Contract Set-Asides Fall To Cost-Effectiveness
December 16, 1997
Federal agencies are responding to the president's "reinventing government" initiative by seeking to become more cost-effective. Ironically, one of their cost-cutting measures is to reduce the dollar amount of government contracts let under the Small Business Administration's 8(a) program, which sets aside some contracts for "disadvantaged" small firms -- usually those owned by minorities.
- In fiscal 1996, 13 of the 17 major federal agencies cut participation in the $6.6 billion federal program by $492 million.

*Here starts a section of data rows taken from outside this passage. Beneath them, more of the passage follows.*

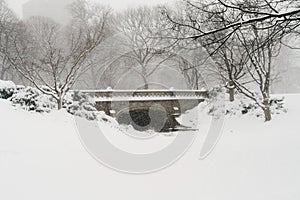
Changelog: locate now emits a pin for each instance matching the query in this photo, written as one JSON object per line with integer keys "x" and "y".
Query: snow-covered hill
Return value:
{"x": 41, "y": 157}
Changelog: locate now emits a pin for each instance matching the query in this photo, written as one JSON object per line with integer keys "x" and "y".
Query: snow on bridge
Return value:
{"x": 135, "y": 105}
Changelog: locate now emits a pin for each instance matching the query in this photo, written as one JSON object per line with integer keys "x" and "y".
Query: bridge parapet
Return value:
{"x": 144, "y": 95}
{"x": 127, "y": 105}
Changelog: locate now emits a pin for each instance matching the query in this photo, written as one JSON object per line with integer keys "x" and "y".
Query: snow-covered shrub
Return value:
{"x": 6, "y": 89}
{"x": 32, "y": 99}
{"x": 82, "y": 106}
{"x": 219, "y": 104}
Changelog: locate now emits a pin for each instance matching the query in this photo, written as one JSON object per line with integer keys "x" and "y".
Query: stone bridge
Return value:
{"x": 147, "y": 109}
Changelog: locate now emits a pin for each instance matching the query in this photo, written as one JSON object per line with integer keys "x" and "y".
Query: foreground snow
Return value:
{"x": 41, "y": 157}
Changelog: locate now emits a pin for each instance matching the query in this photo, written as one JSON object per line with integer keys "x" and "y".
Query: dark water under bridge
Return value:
{"x": 148, "y": 109}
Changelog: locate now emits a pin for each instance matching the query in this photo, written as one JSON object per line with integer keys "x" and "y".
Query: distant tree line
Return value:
{"x": 234, "y": 42}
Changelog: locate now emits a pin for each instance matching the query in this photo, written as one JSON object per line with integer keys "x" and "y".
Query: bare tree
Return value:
{"x": 261, "y": 48}
{"x": 143, "y": 29}
{"x": 50, "y": 55}
{"x": 8, "y": 22}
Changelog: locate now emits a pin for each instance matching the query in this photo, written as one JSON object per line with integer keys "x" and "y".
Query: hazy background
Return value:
{"x": 287, "y": 64}
{"x": 16, "y": 5}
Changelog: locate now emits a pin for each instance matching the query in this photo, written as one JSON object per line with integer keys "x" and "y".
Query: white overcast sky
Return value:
{"x": 16, "y": 5}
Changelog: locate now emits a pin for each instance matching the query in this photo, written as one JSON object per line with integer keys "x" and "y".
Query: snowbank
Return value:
{"x": 41, "y": 157}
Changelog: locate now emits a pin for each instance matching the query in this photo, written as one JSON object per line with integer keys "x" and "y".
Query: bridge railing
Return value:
{"x": 106, "y": 95}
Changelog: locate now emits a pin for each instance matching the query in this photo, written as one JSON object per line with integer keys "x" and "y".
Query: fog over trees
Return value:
{"x": 237, "y": 43}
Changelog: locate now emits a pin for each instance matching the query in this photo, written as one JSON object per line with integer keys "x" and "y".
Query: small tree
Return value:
{"x": 143, "y": 30}
{"x": 48, "y": 54}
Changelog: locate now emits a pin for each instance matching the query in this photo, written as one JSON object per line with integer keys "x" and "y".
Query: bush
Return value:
{"x": 82, "y": 106}
{"x": 6, "y": 89}
{"x": 32, "y": 99}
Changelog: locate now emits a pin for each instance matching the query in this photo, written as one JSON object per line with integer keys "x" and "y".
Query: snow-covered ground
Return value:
{"x": 41, "y": 157}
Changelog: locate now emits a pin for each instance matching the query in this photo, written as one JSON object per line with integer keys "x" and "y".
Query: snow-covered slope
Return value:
{"x": 41, "y": 157}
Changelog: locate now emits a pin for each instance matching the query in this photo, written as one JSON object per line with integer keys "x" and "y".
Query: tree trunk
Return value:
{"x": 146, "y": 84}
{"x": 266, "y": 108}
{"x": 59, "y": 103}
{"x": 231, "y": 91}
{"x": 231, "y": 94}
{"x": 267, "y": 113}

- While federal contracts awarded under the 8(a) program increased overall by $204 million in 1996, that was due to increases at only four major agencies -- Defense, Justice, Agriculture and Labor.

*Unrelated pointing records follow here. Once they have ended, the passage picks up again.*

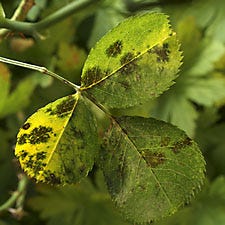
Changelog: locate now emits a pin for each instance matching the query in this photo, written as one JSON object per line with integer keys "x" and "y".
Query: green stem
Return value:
{"x": 32, "y": 28}
{"x": 40, "y": 69}
{"x": 21, "y": 191}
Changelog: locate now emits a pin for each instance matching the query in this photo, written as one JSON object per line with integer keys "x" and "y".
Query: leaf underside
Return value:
{"x": 136, "y": 61}
{"x": 151, "y": 167}
{"x": 57, "y": 144}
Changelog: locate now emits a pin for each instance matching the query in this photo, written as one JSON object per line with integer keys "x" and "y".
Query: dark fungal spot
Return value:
{"x": 127, "y": 58}
{"x": 39, "y": 135}
{"x": 161, "y": 52}
{"x": 181, "y": 144}
{"x": 53, "y": 179}
{"x": 26, "y": 126}
{"x": 23, "y": 154}
{"x": 128, "y": 63}
{"x": 82, "y": 169}
{"x": 64, "y": 108}
{"x": 165, "y": 141}
{"x": 41, "y": 155}
{"x": 114, "y": 49}
{"x": 153, "y": 159}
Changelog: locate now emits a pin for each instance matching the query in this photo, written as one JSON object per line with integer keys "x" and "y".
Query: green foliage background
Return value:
{"x": 196, "y": 104}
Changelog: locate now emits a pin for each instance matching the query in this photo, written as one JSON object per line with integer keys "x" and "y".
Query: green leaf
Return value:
{"x": 151, "y": 167}
{"x": 137, "y": 60}
{"x": 58, "y": 143}
{"x": 175, "y": 108}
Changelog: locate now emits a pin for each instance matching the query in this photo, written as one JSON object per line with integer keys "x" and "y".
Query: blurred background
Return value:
{"x": 196, "y": 103}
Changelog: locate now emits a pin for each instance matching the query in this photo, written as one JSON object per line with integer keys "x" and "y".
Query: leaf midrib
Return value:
{"x": 135, "y": 147}
{"x": 60, "y": 134}
{"x": 116, "y": 70}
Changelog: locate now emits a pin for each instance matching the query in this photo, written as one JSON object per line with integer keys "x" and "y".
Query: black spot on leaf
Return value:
{"x": 51, "y": 178}
{"x": 153, "y": 159}
{"x": 178, "y": 146}
{"x": 22, "y": 154}
{"x": 22, "y": 139}
{"x": 165, "y": 141}
{"x": 128, "y": 64}
{"x": 26, "y": 126}
{"x": 39, "y": 135}
{"x": 114, "y": 49}
{"x": 94, "y": 75}
{"x": 41, "y": 155}
{"x": 161, "y": 52}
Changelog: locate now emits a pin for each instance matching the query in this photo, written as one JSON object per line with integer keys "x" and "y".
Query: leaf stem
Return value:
{"x": 17, "y": 195}
{"x": 41, "y": 70}
{"x": 33, "y": 28}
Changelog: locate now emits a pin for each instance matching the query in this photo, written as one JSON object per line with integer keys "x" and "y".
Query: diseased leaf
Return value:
{"x": 151, "y": 167}
{"x": 58, "y": 143}
{"x": 136, "y": 61}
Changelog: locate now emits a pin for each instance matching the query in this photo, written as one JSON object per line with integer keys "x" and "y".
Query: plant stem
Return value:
{"x": 21, "y": 191}
{"x": 32, "y": 28}
{"x": 41, "y": 70}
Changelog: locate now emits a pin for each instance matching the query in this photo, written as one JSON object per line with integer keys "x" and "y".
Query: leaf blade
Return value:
{"x": 137, "y": 54}
{"x": 150, "y": 167}
{"x": 52, "y": 146}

Officials in the agencies cutting back on 8(a) contracts contend it takes more monitoring and paperwork to contract with smaller businesses than with larger firms. To cut costs, they are bundling contracts together and using firms approved by the General Services Administration -- which don't include many of the small contractors.
Contract recipients and beneficiaries are reportedly so concerned about the program's future that they are pushing the SBA to establish a "Swat Team" to intervene when agencies shift contracts out of the 8(a) program.
Although a Supreme Court decision two years ago curtailed the federal government's use of affirmative action programs, 10 of 12 suits since then challenging the 8(a) program have been dismissed. Still, a suit by a white contractor challenging HUD's contracting policies earlier this year caused the agency not to renew about $30 million in 8(a) contracts.
The White House has defended 8(a), and early in 1998 the administration plans to publish affirmative action "benchmarks" to spur agencies to expand such affirmative action programs. To increase political support for 8(a), they plan to make it easier for white women to qualify for the contracts.